La CGT joue également la carte locale. La branche SNCF parisienne de Montparnasse, par exemple, dispose d'une sous-section de son compte courant dédiée à la caisse locale de grève. Celle-ci abrite encore quelques milliers d'euros de reliquat du printemps 2018 – environ 20% de la somme recueillie à l'époque. Une demi-douzaine de personnes (cégétistes, membres d'autres syndicats et non syndiqués) composent une commission ad hoc chargée de calculer et de répartir les sommes, après examen des fiches de paie ou du "relevé d'utilisation", qui recense les jours de travail pour chaque cheminot.

Les modalités de répartition seront discutées en assemblée générale, mais cette collecte locale devrait être ouverte à tous les grévistes, syndiqués ou non. "Une caisse de grève pourra peut-être compenser un tiers du salaire, mais pas l'intégralité", précise toutefois Maxime Durand, qui avait participé à la commission locale l'an passé.
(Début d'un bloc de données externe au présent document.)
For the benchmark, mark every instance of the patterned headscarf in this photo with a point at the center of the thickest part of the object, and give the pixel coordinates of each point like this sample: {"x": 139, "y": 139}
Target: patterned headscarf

Ce dernier nuance également l'importance de l'aspect financier dans la mobilisation. "Contrairement à l'opinion souvent admise, ce n'est pas nécessairement l'argent qui fait craquer les grévistes."

Au printemps dernier, certains cheminots qui avaient fait vingt ou trente jours de grève n'avaient même pas déposé de dossier. A l'inverse, certains n'ont pas participé à la grève pour des raisons politiques et non par logique financière. Les convictions passent avant l'aspect financier.

Maxime Durand, conducteur syndiqué CGT

à franceinfo

Pour les syndicats, il n'y a donc pas d'urgence à reverser les montants des cagnottes à la fin du mois. "Nous préférons redistribuer la somme la plus importante possible de manière correcte, explique Maxime Durand. En fin de mouvement, la cagnotte n'est pas fermée immédiatement et on recueille le maximum de dossiers". Le montant total disponible, les indemnités journalières et le nombre de bénéficiaires seront affichés. "Il est important d'être transparent pour montrer au camp d'en face que nous savons nous organiser."